Die zehnte Auflage des Midnight-Cups war eine durchweg spannende und spielstarke Veranstaltung. Der Sieg ging an Preussen Magdeburg, das Bernburg mit 3:2 besiegte. Etwas enttäuschend verlief das Turnier aus Harzer Sicht.

Barleben/Halberstadt l Die Vereine aus dem Harzkreis, der VfB Germania Halberstadt II und der FC Einheit Wernigerode (beide Landesliga), kamen in Barleben nicht über die Vorrunde hinaus. Neben Preussen Magdeburg und Askania Bernburg gehörten beide Teams im Vorfeld aber mit zum Favoritenkreis in der Mittellandhalle.

Germania, ohne die "Hallenspezialisten" Steven Rentz und Philipp Helmholz angereist, hatte im gesamten Verlauf allerdings auch etwas Pech. In der Auftaktpartie gegen Oberligist Bernburg hatte das Team um Trainer Karsten Armes jeweils ausgeglichen. Beim 3:3 waren nur noch wenige Sekunden zu spielen, als Bernburgs ehemaliger Germane Marcus Bäcker trocken abzog. Sein Gewaltschuss schlug im langen Eck ein und sorgte für den Fehlstart. Auch gegen den 1. FCM II gab es eine knappe Niederlage (2:3). Nach dem 3:0-Erfolg gegen Arminia Magdeburg war das Halbfinale wieder möglich, aber spätestens nach dem 0:1 gegen den direkten Konkurrenten, Gastgeber FSV 1911 Barleben, war auch das erledigt. Das 2:1 gegen Grün-Weiß Dahlenwarsleben diente nur noch der Punktekosmetik.

Karsten Armes wollte das Ergebnis nicht überbewerten. "Zunächst sind wir dankbar, dass wir eingeladen worden sind. Zu den Favoriten habe ich uns aber nicht gezählt. Im Auftaktspiel gegen Bernburg haben wir eine gute Leistung gezeigt, aber knapp verloren. Auch die anderen Niederlagen waren jeweils nur mit einem Treffer Differenz. Klar hätten wir erfolgreicher sein können, aber es war das erste Mal nach der Winterpause, dass wir zusammengekommen sind. Das Wichtigste ist, dass sich keiner verletzt hat."

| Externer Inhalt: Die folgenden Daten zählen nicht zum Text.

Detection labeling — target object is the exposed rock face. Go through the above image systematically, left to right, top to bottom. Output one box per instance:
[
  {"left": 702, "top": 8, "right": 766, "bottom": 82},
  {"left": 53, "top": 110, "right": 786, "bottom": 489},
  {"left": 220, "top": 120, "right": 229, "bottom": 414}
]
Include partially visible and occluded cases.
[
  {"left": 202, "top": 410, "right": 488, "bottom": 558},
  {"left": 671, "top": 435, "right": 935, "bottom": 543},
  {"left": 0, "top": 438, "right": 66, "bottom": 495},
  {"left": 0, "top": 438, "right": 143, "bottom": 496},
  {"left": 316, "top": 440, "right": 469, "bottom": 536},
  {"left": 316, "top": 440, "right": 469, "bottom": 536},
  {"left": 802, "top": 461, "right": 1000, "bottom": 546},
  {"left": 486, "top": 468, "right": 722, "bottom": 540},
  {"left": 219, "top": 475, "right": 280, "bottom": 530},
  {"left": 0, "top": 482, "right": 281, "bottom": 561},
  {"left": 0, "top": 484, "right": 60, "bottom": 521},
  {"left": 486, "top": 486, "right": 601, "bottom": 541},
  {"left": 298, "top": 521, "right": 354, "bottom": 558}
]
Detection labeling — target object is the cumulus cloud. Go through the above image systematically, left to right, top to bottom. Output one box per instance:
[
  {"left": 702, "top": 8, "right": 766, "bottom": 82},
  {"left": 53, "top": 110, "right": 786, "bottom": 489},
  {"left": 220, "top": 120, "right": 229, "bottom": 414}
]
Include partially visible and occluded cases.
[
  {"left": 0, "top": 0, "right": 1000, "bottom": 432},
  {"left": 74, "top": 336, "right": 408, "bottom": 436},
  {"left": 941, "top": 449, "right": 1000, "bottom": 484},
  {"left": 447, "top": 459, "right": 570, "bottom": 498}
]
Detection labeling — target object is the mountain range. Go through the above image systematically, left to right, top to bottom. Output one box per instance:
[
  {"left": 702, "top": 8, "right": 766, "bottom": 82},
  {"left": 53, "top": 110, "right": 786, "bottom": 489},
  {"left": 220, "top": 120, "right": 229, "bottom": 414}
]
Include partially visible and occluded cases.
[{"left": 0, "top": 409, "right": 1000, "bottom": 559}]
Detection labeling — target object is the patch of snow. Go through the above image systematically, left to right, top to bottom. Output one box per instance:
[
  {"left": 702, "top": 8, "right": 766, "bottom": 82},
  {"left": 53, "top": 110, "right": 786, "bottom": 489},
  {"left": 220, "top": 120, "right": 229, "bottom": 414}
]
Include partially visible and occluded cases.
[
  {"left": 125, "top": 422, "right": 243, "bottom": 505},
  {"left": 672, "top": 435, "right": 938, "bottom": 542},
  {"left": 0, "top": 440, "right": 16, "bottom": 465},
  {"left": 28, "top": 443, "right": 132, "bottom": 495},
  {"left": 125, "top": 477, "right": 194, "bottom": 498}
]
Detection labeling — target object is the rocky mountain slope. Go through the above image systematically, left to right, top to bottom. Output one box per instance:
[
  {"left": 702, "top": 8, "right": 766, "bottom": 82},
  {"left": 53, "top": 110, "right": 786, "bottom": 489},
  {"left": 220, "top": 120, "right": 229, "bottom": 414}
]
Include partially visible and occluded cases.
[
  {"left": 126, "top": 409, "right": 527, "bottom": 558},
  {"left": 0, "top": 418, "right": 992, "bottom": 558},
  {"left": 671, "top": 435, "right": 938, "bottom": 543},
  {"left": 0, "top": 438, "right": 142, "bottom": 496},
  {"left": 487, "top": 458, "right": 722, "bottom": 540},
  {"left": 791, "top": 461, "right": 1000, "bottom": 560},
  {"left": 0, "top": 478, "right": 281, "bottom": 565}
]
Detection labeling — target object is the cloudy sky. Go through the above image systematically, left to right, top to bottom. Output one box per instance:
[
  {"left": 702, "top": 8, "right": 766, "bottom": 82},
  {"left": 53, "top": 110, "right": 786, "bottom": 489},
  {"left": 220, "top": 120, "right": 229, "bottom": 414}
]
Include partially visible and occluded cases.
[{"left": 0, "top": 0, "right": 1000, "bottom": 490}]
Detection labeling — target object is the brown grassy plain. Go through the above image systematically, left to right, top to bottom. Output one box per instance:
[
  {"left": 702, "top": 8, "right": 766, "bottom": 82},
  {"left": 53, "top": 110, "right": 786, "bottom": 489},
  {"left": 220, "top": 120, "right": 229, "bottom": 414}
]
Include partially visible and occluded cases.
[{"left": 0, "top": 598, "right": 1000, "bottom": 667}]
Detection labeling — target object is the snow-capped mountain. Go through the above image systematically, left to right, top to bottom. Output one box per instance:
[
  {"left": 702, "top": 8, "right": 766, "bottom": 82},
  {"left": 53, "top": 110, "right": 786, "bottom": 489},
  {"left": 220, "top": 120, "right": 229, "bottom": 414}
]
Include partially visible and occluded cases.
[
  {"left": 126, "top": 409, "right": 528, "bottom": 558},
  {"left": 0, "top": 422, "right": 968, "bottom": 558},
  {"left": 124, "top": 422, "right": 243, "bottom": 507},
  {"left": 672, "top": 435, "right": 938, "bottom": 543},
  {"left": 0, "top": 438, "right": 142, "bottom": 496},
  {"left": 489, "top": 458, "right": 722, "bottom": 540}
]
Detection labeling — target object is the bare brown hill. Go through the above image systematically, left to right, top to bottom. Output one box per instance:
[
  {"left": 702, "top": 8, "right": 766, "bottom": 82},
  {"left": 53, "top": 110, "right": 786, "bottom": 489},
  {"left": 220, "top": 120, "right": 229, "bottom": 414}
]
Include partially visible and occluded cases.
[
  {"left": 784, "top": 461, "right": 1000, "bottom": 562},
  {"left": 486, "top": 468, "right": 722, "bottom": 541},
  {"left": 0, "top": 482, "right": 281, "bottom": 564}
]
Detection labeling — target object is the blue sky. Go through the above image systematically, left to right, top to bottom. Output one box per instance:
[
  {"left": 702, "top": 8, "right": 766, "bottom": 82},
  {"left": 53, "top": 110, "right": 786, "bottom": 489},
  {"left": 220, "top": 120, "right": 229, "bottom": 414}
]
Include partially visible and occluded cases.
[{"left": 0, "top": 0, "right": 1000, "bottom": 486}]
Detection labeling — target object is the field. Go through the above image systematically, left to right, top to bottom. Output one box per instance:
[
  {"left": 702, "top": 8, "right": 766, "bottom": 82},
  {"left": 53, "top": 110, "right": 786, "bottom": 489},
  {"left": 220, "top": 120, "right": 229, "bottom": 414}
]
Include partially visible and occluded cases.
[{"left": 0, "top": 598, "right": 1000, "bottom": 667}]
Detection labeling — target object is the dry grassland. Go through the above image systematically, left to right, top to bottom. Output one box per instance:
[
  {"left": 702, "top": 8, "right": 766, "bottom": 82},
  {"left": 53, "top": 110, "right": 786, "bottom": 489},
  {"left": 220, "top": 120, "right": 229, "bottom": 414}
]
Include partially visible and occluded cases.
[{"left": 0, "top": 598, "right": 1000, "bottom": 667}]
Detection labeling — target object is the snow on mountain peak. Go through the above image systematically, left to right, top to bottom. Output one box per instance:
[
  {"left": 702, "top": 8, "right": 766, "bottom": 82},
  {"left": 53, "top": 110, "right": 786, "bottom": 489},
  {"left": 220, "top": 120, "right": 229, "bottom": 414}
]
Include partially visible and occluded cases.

Wesentlich positiver gestaltete sich der Turnierstart für den FC Einheit. Die Hasseröder begannen mit einem 3:0 gegen Zukunft Magdeburg und ließen danach zwei weitere deutliche Siege folgen. Der ISV Haldensleben kassierte gegen Einheit fünf Treffer, auch gegen den SSV Samswegen hatte das Helmstedt-Team mit 3:0 die Nase vorne. So standen drei Zu-Null-Erfolge und neun Punkte zu Buche. Das Halbfinale war in greifbarer Nähe. Spannend wurde es nach der knappen 0:1-Niederlage gegen den späteren Turniersieger Preussen Magdeburg. Im "Endspiel" gegen Ligakonkurrent SV Irxleben hatten es die Hasseröder selbst in der Hand. Irxleben behielt jedoch beim 2:1 die Punkte und rückte so statt des FCE in das Semifinale."Respekt vor der Mannschaftsleistung", sagte dann auch SVI-Trainer Rainer Spangenberg, der am Ende mit seinem Team Platz drei feierte.